Miyamoto: Nikon BioImaging Lab of Japan was established in May 2022 within the Shonan Health Innovation Park (Shonan iPark) in Kanagawa Prefecture. Outside of Japan, we also have labs in the U.S. and Netherlands. Nikon Group’s veteran workers skilled in microscopic cell imaging work here, providing optimal solutions for customers’ issues related to image analysis through advising on various tasks, including equipment setting and specific imaging methods.
From our position, this gives us an opportunity consult with numerous companies and grasp the needs of a wide range of customers. We hope to provide even more solutions by accumulating knowledge during this process. Ultimately, operating Nikon BioImaging Lab will boost trust in Nikon as a company, leading to the purchase of products later on.
Shonan Health Innovation Park (Shonan iPark)
—Why is Nikon’s service to provide imaging and analysis of organs-on-a-chip necessary?
Miyamoto: Currently, there is a shift towards eliminating animal testing, which is partly in correlation with achieving SDGs looking towards 2030. While the EU has already prohibited animal testing for cosmetic products, the field of pharmaceuticals has continued testing on animals to assess the effects and toxicity of drugs. In order to eliminate animal testing altogether, organs-on-a-chip can be extremely valuable. Organs-on-a-chip are created by curating cells in a container small enough to fit in the palm of a hand. It is a reproduction of select organs that make up the human body, such as blood vessels and nerves. By administering drugs to reproductions of the human body that are organs-on-a-chip, we can evaluate the effect and toxicity of certain drugs without the need for animal testing.
Organs-on-a-chip have already been implemented in many settings, but selecting which chips to choose among a broad and diverse lineup can pose a dilemma for companies, as implementing special equipment by various makers can add up to become a costly investment. At Nikon BioImaging Lab, we consult customers on what experiments they plan to conduct, and collaborate with organs-on-a-chip makers to advise customers on what chips are best suited for their objective while providing knowledge on imaging and analysis. By conducting prior consultations, we help customers to evaluate organs-on-a-chip without the immediate need for implementing special equipment.
Co-creating with customers for solutions that enrich society
—What contributions can Nikon make by shifting from “sales of things” to “sales of solution?”

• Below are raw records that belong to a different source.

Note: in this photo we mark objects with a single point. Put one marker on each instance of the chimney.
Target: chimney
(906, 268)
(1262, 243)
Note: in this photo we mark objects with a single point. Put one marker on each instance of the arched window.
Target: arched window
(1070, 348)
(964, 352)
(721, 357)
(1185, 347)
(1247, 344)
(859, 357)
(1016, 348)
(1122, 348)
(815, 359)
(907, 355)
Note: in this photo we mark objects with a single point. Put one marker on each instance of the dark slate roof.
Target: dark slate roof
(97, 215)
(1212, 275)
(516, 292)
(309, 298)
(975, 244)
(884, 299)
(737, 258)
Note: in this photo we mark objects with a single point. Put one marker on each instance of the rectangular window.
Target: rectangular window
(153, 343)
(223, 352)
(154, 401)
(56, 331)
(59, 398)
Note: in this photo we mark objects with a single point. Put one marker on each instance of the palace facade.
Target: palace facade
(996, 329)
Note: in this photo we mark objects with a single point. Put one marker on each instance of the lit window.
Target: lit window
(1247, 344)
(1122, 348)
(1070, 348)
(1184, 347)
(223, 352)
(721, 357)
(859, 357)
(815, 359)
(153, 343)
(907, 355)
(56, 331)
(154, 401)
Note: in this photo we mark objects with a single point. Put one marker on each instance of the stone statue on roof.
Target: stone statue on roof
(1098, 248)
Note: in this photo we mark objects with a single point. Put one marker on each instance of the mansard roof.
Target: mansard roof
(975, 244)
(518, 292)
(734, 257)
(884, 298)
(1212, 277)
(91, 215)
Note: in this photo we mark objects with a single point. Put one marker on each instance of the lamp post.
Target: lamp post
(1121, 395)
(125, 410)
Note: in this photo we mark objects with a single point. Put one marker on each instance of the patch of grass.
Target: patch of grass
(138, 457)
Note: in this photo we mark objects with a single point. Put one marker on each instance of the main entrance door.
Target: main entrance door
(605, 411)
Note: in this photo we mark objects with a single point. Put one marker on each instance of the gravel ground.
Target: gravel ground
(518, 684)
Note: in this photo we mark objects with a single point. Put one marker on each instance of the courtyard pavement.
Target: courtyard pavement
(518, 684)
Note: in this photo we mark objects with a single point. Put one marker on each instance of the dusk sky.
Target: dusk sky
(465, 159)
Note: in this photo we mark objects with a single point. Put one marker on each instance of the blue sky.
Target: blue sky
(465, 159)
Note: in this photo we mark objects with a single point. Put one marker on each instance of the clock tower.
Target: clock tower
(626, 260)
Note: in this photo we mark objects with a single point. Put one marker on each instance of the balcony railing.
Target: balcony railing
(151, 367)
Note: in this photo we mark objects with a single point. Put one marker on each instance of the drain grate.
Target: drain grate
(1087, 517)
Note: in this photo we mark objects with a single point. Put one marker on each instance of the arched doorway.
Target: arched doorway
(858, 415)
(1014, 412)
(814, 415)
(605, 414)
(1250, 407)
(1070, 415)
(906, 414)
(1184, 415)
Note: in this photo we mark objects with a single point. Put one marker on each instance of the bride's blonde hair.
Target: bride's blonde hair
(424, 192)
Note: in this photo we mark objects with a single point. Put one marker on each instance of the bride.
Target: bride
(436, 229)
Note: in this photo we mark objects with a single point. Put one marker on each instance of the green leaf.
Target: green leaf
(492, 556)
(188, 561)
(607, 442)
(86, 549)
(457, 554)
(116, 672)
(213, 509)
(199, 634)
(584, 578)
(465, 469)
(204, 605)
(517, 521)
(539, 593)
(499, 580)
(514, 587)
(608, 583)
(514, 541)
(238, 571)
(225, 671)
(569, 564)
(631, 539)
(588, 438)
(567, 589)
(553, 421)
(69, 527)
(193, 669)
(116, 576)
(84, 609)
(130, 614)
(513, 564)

Miyamoto: By shifting from “sales of things” to “sales of solution,” Nikon can propose specific solutions to customers with issues on image acquiring/analyzing, rather than just offering products. This can also allow us to accumulate more knowledge through interactions with a wider range of customers, which can later help us to provide solutions to even more customers. These are some ways we hope to contribute to society. Instead of ending our services with sales of products, our aim is to take another step further to provide solutions to customers’ issues.
—So you intend to offer total support for customers rather than simply selling products.
Miyamoto: Customer feedback are also reflected in development of new products. What functions are customers anticipating from Nikon products? And what difficulties are users encountering with them? Unfiltered opinions to questions like these are extremely valuable. While market research is also a significant element of product development, raw feedback often reveals the true needs of customers that are not reflected in marketing activities, so we hope to utilize them in the future, as well.
—Please tell us of your future prospects.
Miyamoto: By focusing more on “sales of solution,” we hope to construct even closer relations with customers and promote co-creation. This will help us to develop appealing new products and launch solutions that can contribute to solving issues held by a number of people. Nikon holds a corporate philosophy of “trustworthiness and creativity.” We will continue co-creating with customers to offer results that uphold both of these philosophies.